SOVEREIGN CITIZEN "MOOR" LOSES WINDOW AT TRAFFIC STOP AGAIN

5 months ago
308

You are about to watch a Moorish sovereign get totally owned by the "policy enforcers". This is the second time this Moorish scientists has an embarrassing encounter with the "policy enforcers". After refusing to give the "policy enforcers" his drivers license they have to smash his window and drag him out of the vehicle.

The word "Moor" has its origin in 46 B.C. when the Romans invaded North Africa. They called the inhabitants they met there Maures from the Greek word mauros, meaning dark or black. The word indicated more than one ethnic group. To Shakespeare "Moor" simply meant "black African." It is important to point out that the medieval Moors who conquered Europe should not be confused with the modern Moors Aka "Moorish Americans".

Moors are not a distinct or self-defined people.
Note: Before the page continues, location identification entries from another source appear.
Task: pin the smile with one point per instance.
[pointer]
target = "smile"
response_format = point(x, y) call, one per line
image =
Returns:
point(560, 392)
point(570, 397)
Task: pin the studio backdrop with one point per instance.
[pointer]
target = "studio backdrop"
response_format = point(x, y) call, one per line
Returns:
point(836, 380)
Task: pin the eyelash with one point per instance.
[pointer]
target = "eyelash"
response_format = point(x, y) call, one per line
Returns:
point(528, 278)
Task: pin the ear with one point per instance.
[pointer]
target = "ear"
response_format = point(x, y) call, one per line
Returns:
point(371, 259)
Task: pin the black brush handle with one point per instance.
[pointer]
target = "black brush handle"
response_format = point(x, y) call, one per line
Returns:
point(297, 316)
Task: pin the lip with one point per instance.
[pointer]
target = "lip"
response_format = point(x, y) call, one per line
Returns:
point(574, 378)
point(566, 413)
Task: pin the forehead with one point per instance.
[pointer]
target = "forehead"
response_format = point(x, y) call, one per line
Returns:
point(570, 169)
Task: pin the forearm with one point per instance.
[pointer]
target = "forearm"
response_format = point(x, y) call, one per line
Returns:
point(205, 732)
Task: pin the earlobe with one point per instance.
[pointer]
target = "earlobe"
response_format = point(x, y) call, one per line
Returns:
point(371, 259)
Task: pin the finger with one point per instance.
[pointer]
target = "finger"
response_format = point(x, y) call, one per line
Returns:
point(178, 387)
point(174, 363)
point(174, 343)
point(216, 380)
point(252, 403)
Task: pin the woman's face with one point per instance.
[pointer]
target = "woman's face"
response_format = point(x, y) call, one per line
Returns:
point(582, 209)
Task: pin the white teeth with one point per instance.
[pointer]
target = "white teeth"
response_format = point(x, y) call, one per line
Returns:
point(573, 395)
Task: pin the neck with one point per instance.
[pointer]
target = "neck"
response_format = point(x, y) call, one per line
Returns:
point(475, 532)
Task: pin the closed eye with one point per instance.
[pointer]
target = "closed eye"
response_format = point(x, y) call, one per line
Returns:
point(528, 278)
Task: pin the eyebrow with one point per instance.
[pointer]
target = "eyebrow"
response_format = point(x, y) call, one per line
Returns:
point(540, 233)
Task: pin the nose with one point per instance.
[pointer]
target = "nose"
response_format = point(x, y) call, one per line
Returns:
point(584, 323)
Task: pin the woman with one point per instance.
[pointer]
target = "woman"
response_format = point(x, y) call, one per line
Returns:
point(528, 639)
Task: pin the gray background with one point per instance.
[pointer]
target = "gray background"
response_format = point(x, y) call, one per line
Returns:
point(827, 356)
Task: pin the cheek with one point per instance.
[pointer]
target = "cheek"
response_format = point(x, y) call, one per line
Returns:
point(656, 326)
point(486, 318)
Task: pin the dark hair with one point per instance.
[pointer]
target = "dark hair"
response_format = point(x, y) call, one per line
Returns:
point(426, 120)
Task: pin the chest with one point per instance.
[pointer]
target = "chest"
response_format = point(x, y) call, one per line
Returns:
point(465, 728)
The 1911 Encyclopædia Britannica observed that "The term 'Moors' has no real ethnological value." Europeans of the Middle Ages and the early modern period variously applied the name to Arabs, North African Berbers, as well as Muslim Europeans.

The term has also been used in Europe in a broader, somewhat derogatory sense to refer to Muslims in general, especially those of Arab or Berber descent, whether living in Spain or North Africa.

The term Moor is an exonym used by Christian Europeans to designate the Muslim inhabitants of the Maghreb, the Iberian Peninsula, Sicily and Malta during the Middle Ages.

In medieval Romance languages, variations of the Latin word for the Moors (for instance, Italian and Spanish: moro, French: maure, Portuguese: mouro, Romanian: maur) developed different applications and connotations. The term initially denoted a specific Berber people in western Libya, but the name acquired more general meaning during the medieval period, associated with "Muslim", similar to associations with "Saracens". During the context of the Crusades and the Reconquista, the term Moors included the derogatory suggestion of "infidels"..

In Ross Brann's article "The Moors?" he considers the meaning and significance of Moorish identity in literary works, film, and scholarship. Brann notes that even today the figure is "employed regularly in academic circles and in popular culture without much question or reflection" and "without clarification of who precisely the Moors are". Recounting a history of the uses of the term Moor, he explains that "Andalusi Arabic sources—as opposed to later mudéjar and morisco sources in Aljamiado—neither refer to individuals as Moors nor recognize any such group, community or culture". Moor is a term applied from the outside, by Europeans, yet "unlike relatively stable terms of Roman provenance inherited by Christians such as Arab, Ishmaelite and Saracen," the significance of the term varies in particular historical moments and shifts over time.